In secondo luogo, nel nostro ordinamento le motivazioni non hanno valore cogente di precedente, ma, ben diversamente, costituiscono l’esposizione pubblica e ragionata delle considerazioni che hanno indotto la Corte a decidere in un determinato senso. Certo, la Corte, anche per conservare autorevolezza, tende a non smentire sé stessa, ma vi sono stati anche casi eclatanti di revirement giurisprudenziale. Del resto, questa stessa sentenza è criticata da chi ipotizzava, propria sulla scorta di una data interpretazione dei precedenti, che dovesse consistere in una mera dichiarazione di non liquet. Pertanto alle motivazioni non si può dare il carattere che è proprio soltanto dei dispositivi.  

In terzo luogo, le pronunce dei giudizi di costituzionalità hanno effetti giuridici soltanto sulle leggi che sono state oggetto delle questioni di costituzionalità. In sostanza, date le specifiche modalità di accesso alla Corte costituzionale (che non giudica in via preventiva, ma solo dopo l’approvazione delle leggi), dalle sue sentenze non possono trarsi vincoli o obblighi costituzionalmente rilevanti anche per la legislazione futura. Il legislatore avvertito, però, sa che la patente violazione di principi costituzionali delineati dalla Corte costituzionale nelle motivazioni delle sentenze, lo espone in futuro a probabili censure di costituzionalità, tanto più nei settori sensibili dell’ordinamento o dove si concentra l’attenzione dell’opinione pubblica.  

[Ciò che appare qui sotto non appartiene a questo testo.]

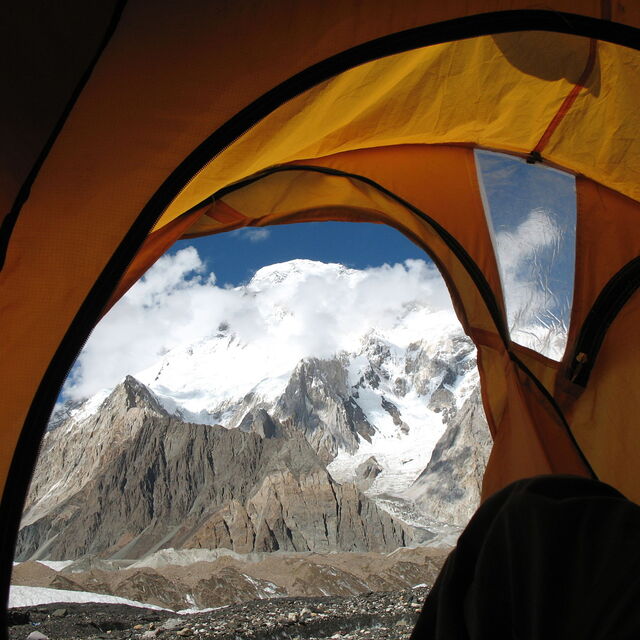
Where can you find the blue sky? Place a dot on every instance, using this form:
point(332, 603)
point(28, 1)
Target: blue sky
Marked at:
point(532, 211)
point(234, 257)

In conclusione, dalle motivazioni di questa sentenza non vanno tratti i canoni costituzionali della futura legge elettorale “perfetta”, ma i confini di quel sentiero che il legislatore responsabile non può non tenere in considerazione nella predisposizione della futura normativa elettorale.   

Dunque, ecco in breve cosa ha detto la Corte: è incostituzionale il vigente sistema elettorale proporzionale perché è caratterizzato da una pluralità di condizioni che alterano in modo costituzionalmente inaccettabile il rapporto di rappresentanza tra elettori ed eletti. E ciò perché sussiste una pluralità di condizioni e modalità che rendevano il sistema palesemente distorsivo e dunque non rispondente ai principi democratici. La Corte si è poi premurata di aggiungere che questa disciplina non è “comparabile né con altri sistemi caratterizzati da liste bloccate solo per una parte dei seggi, né con altri caratterizzati da circoscrizioni elettorali di dimensioni territorialmente ridotte, nelle quali il numero dei candidati da eleggere sia talmente esiguo da garantire l’effettiva conoscibilità degli stessi e con essa l’effettività della scelta e la libertà del voto (al pari di quanto accade nel caso dei collegi uninominali).”  

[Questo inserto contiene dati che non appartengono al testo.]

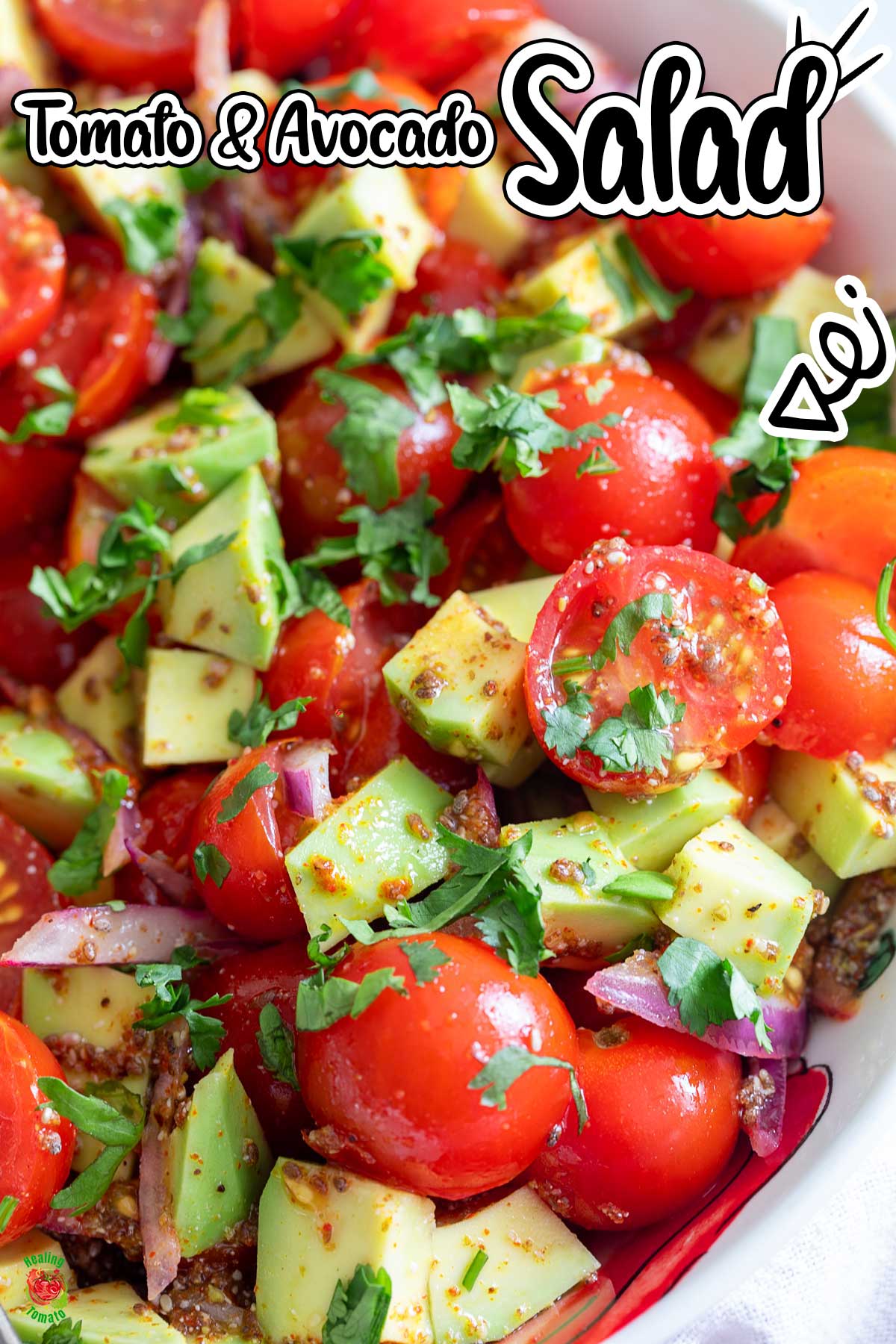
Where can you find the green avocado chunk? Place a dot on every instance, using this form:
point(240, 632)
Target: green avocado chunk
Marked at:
point(218, 1160)
point(532, 1260)
point(43, 786)
point(375, 848)
point(316, 1225)
point(181, 468)
point(573, 859)
point(230, 604)
point(652, 830)
point(741, 898)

In breve, a determinare la pronuncia di illegittimità costituzionale è stata la valutazione dell’intero meccanismo elettorale, cioè considerando quest’ultimo in tutte le sue componenti e conseguentemente nel rapporto complessivo che può essere rintracciato tra l’espressione della volontà dei votanti e l’esito della competizione. Ciò che rileva, dice la stessa Corte, “in definitiva, è la circostanza che alla totalità dei parlamentari eletti, senza alcuna eccezione, manca il sostegno della indicazione personale dei cittadini, che ferisce la logica della rappresentanza consegnata nella Costituzione“.

In via prognostica, sulla base di questa affermazione della Corte, può dunque dirsi che un sistema elettorale ove tutti gli eletti fossero determinati in assenza di una qualsivoglia “indicazione personale dei cittadini“, sarebbe presuntivamente incostituzionale. La scelta di liste bloccate corte, di per sé, non sarebbe costituzionalmente censurabile; ma se a questo aspetto si aggiungono la ripartizione dei seggi di base nazionale, la notevole sovrarappresentazione delle forze più consistenti, e le elevate soglie di sbarramento, e, come sembra, anche la possibilità delle candidature multiple, cresce allora esponenzialmente il rischio di produrre un esito equivalente a quello già censurato dalla Corte. Evitarlo è un dovere politico cui nessuno deve sottrarsi.